FBI Tactics Criticized by Federal Court Ruling on Warrantless Spying in the U.S.

By Gene J. Koprowski

February 3, 2025

FBI Tactics Criticized by Federal Court Ruling on Warrantless Spying in the U.S.

2.3.2025

By Gene J. Koprowski

A federal judge in the Eastern District of New York last week released a redacted version of her order declaring that government spying on a New York City resident by a domestic intelligence agency, based on its review of a National Security Agency database, without a warrant, was unconstitutional.

Judge LaShann Moutique DeArcy Hall wrote that the defendant, Agron Hasbajrami, was arrested by federal agents on Sept. 6, 2011, as he tried to board a flight to Turkey at John F. Kennedy International Airport, in her memorandum and order for the case of United States v. Hasbajrami, 945 F.Jd 641, 645 (2d Cir.2019).

The government charged Hasbajrami with attempting to provide “material support to a terrorist organization,” claiming he intended to travel to Pakistan, where he wanted to join a known terrorist organization, receive training, and fight against U.S. forces and allies in Afghanistan and Pakistan.

During the proceedings, the government disclosed that it had collected the defendant’s electronic communications under the Foreign Intelligence Surveillance Act of 1978 (“FISA”), Pub. L. No. 95-511, 92 Stat. 1783 (1978), codified at 50 U.S.C. § 1801 et. seq., and that it would introduce FISA-derived evidence at trial.

Hasbajrami avoided trial when he pleaded guilty to attempting to provide material support to terrorists in violation of 18 U.S.C. § 2339A, and was sentenced to 180 months’ imprisonment.

After Hasbajrami “was already serving his sentence,” the government disclosed for the first time that some of the evidence it had previously disclosed from FISA surveillance was the “fruit of earlier information obtained without a warrant” pursuant to Section 702 of the FISA Amendments Act, 50 U.S.C. § 1881a et seq. (“Section 702”), her honor wrote.

“The law does not approve individual targeting decisions,” based on database searches, Judge DeArcy Hall wrote.

The FBI, for example, uses “next generation identification technology,” AI, to scour databases, both public and classified, to identify subjects, but the agency’s own servers have been hacked.
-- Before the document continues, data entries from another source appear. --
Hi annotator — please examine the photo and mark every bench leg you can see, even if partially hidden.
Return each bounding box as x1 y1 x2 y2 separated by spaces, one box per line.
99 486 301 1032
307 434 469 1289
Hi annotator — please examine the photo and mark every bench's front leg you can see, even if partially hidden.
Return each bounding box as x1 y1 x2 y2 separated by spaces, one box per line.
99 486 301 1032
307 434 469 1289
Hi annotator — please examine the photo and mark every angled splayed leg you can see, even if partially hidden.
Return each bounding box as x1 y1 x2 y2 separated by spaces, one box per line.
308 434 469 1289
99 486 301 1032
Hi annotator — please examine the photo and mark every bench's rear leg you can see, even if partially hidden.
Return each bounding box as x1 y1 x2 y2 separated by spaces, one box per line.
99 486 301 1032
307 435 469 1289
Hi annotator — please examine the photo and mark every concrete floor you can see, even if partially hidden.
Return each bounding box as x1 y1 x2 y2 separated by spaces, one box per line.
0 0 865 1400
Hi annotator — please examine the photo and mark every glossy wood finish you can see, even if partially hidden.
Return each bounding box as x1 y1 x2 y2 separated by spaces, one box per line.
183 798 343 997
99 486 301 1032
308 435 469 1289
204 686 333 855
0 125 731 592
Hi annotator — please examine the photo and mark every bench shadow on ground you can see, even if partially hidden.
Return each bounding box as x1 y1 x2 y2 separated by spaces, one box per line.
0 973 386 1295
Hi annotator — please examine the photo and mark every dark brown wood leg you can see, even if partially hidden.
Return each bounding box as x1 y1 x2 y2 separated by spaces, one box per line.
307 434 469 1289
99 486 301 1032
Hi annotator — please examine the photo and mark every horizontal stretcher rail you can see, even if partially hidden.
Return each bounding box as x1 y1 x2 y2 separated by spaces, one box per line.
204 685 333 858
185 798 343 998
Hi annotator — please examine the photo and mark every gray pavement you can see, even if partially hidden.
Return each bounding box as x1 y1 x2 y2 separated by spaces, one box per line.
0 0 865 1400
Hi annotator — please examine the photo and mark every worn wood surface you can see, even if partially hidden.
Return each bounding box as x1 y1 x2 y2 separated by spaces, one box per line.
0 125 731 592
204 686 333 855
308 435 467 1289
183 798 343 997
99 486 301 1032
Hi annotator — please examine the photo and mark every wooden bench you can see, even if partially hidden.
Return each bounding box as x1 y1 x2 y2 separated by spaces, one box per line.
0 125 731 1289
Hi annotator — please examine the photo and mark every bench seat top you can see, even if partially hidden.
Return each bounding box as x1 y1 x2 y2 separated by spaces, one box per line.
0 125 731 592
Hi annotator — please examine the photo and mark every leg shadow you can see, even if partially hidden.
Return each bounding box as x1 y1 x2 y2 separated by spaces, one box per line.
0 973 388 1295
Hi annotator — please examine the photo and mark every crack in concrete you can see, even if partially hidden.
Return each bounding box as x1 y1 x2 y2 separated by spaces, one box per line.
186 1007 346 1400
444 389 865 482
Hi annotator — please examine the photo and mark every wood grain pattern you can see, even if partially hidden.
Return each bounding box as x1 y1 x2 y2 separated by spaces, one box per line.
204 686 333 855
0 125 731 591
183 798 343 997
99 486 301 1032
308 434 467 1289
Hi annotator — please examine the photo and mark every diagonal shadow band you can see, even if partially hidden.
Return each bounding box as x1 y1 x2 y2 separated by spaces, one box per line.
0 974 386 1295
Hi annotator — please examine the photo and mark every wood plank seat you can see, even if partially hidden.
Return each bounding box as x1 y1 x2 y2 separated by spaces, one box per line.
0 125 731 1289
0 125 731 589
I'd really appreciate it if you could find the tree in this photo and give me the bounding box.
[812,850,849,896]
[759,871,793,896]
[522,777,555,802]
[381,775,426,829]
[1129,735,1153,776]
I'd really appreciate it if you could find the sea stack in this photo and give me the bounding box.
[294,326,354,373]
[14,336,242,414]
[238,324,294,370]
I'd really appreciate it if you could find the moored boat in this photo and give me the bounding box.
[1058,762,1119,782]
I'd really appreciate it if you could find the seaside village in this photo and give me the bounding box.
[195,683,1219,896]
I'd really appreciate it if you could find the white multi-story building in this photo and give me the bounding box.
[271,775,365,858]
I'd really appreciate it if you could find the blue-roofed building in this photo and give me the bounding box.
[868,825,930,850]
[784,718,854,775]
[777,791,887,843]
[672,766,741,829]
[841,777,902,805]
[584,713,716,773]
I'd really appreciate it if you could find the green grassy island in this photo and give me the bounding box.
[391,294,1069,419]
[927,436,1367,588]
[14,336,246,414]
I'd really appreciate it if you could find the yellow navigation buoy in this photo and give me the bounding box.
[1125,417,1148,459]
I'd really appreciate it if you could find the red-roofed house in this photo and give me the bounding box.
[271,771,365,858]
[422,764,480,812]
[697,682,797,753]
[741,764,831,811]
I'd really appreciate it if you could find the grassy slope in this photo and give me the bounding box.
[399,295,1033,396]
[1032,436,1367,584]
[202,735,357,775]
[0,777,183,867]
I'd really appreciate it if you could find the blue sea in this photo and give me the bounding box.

The judge did not, however, require the government to provide anything in addition to the summaries of its FISA searches that it already disclosed, nor provide any other relief requested by the defendant, and indicated the unconstitutional search of some of the information used to secure the guilty plea did not void the defendant’s conviction.

President Trump’s nominee to head the FBI, Kash Patel, called for “reform” of the FISA Act in his confirmation hearing last week.